Manshee Zheng (b.2002, Beijing, China)
My work investigates the icon as both an aesthetic and ideological construct—how objects, images, and bodies are shaped, consumed, and standardized within networks of mass production and visual culture. From the commodification of domestic forms—tables, doors, shelves—to the fetishization of the female body, I examine how meaning is imposed, and how something becomes a signifier of power, desire, or control. A girl who internalizes the gaze is shaped by it, and ultimately consumed by it becomes an icon in the most literal sense—flattened, circulated, aestheticized, optimized for recognition. The same logic applies to a MacBook folder icon, an image derived from the beige Manila folder, a colonial relic systematized through U.S. bureaucratic expansion and Hollywood’s codification of office culture. What once held physical documents is now a ubiquitous digital symbol—functionally detached from its historical origin, yet continuously reinforcing the structures that produced it. These images feel hyperfamiliar yet inaccessible. I recognize them on my screen, in globalized media, yet I have never physically engaged with them. Their history reaches me only through secondary sources—fragments of digital transmission, algorithmically filtered knowledge, compressed and re-disseminated. The further I trace back, the more the subject disintegrates. This experience is not unfamiliar; I, too, exist as a reference point to be placed, categorized, and questioned. “Where do you come from?” is a demand for context, a request for coherence, an expectation that one’s origin provides a stable narrative. Yet, I reject the premise that history dictates identity. I do not believe I am what I eat; I believe I am what I see.
The logic of selection and control extends to my material choices. My practice operates within rigid, self-imposed parameters—rules that dictate what is included, how it is arranged, and under what conditions it is recognized as complete. Found objects are chosen with precision: mass-produced yet deliberately positioned, generic yet subject to imposed specificity. Their original function is secondary to their capacity to be recontextualized. I work primarily with synthetic, secondhand materials—acrylic, polyester, plastic, manufactured latex, and PVC—not only for their aesthetic and structural properties but also for what they signify. These materials resist decay, embodying the efficiency-driven logic of contemporary production: designed for optimization, and engineered for disposability. They are ubiquitous yet overlooked, seamlessly integrated into daily life, forming the physical and ideological infrastructure of a world that prioritizes surface over substance, and modularity over permanence. They function as both artifacts and evidence—proof of a system that standardizes not only objects but perception itself.

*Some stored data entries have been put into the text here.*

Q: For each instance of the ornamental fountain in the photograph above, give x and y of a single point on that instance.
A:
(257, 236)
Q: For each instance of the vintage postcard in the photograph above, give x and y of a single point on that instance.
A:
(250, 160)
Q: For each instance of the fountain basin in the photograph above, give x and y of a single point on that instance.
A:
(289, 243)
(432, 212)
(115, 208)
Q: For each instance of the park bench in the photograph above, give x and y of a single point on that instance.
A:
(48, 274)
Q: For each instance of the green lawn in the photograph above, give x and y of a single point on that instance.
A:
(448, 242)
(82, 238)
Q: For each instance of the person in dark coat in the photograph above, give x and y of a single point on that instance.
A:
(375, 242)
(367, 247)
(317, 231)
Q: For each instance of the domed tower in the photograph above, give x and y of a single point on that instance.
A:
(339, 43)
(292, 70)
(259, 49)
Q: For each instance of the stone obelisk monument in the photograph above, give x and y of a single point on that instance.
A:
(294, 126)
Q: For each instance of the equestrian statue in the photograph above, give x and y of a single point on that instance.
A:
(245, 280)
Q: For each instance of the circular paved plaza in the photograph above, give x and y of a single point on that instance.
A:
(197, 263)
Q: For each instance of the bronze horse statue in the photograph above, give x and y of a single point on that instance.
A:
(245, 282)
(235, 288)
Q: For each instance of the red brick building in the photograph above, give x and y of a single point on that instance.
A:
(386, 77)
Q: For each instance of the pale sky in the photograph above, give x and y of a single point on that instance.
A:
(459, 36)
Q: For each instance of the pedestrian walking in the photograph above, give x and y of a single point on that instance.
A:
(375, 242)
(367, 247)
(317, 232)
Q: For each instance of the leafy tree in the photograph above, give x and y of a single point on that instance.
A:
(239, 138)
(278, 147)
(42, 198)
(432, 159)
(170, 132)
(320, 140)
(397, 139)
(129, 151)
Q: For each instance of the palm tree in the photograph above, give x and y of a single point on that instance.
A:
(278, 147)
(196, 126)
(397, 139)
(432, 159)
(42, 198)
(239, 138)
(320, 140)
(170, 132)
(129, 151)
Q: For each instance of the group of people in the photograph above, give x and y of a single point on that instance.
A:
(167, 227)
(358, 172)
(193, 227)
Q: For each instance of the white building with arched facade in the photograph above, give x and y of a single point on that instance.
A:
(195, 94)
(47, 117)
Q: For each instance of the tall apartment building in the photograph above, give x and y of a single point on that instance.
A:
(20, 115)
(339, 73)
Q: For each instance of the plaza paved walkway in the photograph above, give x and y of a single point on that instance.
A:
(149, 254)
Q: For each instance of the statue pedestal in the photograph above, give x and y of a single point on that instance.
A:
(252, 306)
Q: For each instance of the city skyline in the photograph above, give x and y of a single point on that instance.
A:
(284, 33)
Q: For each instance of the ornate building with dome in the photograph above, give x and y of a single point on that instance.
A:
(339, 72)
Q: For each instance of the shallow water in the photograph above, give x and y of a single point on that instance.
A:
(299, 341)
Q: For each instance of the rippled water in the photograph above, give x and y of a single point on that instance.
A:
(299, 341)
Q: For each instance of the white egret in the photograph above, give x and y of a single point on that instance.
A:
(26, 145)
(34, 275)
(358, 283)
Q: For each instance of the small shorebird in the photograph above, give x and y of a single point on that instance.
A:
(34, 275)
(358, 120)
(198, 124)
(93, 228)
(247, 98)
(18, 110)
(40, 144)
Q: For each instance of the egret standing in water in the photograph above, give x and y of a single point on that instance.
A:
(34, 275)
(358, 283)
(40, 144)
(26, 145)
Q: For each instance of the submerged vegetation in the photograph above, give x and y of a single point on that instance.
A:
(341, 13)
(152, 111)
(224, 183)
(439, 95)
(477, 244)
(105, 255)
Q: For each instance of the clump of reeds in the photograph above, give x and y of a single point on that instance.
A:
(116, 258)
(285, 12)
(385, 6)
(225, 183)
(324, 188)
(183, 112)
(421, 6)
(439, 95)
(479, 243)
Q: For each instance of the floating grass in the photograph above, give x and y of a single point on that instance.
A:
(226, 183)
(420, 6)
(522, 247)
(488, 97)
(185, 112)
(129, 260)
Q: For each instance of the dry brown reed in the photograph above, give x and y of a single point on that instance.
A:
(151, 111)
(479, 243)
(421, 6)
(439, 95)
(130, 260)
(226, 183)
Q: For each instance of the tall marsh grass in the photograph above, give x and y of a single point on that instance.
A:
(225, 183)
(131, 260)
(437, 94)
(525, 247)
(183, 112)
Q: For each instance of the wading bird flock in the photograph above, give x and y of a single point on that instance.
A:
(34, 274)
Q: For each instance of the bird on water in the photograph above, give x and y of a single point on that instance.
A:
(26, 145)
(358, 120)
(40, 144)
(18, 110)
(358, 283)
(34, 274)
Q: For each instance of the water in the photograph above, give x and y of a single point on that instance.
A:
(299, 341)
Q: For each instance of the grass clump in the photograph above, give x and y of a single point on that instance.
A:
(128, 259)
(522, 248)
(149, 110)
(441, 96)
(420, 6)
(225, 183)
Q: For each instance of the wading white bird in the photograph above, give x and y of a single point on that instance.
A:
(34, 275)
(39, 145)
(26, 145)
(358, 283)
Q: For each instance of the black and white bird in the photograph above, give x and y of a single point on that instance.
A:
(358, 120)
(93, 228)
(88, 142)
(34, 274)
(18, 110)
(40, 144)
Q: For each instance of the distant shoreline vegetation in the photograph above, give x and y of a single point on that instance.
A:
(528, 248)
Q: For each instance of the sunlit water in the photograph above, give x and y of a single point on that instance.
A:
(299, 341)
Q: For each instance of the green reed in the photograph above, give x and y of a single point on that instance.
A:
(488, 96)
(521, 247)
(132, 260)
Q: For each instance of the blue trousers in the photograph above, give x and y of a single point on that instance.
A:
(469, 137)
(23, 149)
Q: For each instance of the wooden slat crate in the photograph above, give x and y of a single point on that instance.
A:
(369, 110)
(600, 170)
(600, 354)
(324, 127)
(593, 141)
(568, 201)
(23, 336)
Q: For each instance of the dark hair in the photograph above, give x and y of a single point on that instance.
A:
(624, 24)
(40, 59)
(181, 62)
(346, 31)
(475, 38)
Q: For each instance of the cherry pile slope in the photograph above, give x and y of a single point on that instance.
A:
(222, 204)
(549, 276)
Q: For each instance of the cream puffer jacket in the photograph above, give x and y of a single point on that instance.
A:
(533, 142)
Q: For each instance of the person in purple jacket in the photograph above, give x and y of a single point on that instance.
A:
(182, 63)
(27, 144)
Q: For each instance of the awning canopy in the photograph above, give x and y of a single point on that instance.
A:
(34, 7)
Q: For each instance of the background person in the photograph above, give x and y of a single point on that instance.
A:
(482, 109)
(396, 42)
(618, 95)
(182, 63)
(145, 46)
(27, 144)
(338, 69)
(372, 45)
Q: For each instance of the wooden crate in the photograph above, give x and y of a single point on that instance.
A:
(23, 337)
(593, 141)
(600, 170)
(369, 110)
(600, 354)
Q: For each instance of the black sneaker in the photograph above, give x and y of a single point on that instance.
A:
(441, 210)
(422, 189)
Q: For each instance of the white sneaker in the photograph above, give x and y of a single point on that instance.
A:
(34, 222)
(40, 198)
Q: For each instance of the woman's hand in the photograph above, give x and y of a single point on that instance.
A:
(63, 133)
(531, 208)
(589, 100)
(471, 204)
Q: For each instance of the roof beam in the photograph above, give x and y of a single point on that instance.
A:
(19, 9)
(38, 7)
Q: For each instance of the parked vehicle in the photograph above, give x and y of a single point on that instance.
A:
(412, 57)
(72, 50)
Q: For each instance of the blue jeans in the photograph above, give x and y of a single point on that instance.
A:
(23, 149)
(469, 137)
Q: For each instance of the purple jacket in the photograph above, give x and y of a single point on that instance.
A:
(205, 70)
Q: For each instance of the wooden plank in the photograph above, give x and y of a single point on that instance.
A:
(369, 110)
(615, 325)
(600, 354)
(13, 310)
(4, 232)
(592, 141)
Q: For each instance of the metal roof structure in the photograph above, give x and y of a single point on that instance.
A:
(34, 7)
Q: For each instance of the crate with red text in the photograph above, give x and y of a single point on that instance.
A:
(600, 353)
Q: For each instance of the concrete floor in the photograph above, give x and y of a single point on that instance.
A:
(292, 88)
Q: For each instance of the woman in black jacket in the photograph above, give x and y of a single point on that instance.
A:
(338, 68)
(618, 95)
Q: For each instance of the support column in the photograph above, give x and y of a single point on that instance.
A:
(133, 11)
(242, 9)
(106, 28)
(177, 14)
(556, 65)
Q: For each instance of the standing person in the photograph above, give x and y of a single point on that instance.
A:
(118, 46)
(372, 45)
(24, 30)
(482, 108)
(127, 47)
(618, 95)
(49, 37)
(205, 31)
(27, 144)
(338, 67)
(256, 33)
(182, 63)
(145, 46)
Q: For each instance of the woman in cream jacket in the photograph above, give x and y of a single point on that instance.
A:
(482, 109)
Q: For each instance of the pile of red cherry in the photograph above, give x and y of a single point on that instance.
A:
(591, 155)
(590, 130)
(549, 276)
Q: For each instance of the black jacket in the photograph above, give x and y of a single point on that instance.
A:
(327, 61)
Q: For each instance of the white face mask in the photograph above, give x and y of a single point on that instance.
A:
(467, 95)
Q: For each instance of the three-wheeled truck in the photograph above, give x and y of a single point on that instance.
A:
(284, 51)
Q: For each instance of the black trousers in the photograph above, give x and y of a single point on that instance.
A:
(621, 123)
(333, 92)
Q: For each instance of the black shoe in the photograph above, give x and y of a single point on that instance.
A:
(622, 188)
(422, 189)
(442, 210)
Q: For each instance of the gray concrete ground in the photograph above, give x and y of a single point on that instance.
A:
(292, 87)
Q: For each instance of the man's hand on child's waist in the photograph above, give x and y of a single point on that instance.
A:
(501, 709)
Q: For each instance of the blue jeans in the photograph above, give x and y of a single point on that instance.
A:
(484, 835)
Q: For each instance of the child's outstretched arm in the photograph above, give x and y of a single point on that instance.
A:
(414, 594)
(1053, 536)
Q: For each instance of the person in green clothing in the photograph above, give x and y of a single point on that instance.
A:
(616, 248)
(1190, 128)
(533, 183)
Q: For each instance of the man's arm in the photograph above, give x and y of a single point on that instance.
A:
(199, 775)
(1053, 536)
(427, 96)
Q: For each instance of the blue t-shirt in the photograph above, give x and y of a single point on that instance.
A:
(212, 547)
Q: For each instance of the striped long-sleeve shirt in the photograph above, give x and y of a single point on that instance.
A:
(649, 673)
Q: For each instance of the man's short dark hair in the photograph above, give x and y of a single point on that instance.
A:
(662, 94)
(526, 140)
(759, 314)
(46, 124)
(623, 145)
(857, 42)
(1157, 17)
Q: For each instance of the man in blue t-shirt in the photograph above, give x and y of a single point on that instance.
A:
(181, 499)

This extends to my representation of the female body, positioned within an economy of desirability that operates on similar principles of standardization and control. The figures I depict exist within a carefully calibrated threshold—flirtatious yet contained, suggestive without transgressing into explicitness. They embody an economy of near-pornographic aesthetics, optimized for consumption but never allowed to exceed their designated function. They are mirrors of my own desires, my projections, but they are also reflections of a broader mechanism—an algorithmic logic of visibility that dictates how bodies are presented, mediated, and valued. I manipulate them, objectify them, and fetishize them, reinforcing and exposing the conditions that determine their reception. The question is not simply how they are seen, but who determines the framework of visibility itself.
I create because it is the only space in which I can dictate the terms of my own existence. It offers a paradoxical form of autonomy—simultaneously embedded within systems of recognition and able to critique them from within. It is a way to occupy space, to assert worth, to demand visibility on my own terms. In the end, my works become both the medium and the message—embedded within the very structures I analyze, but using them to my advantage, proving that I exist.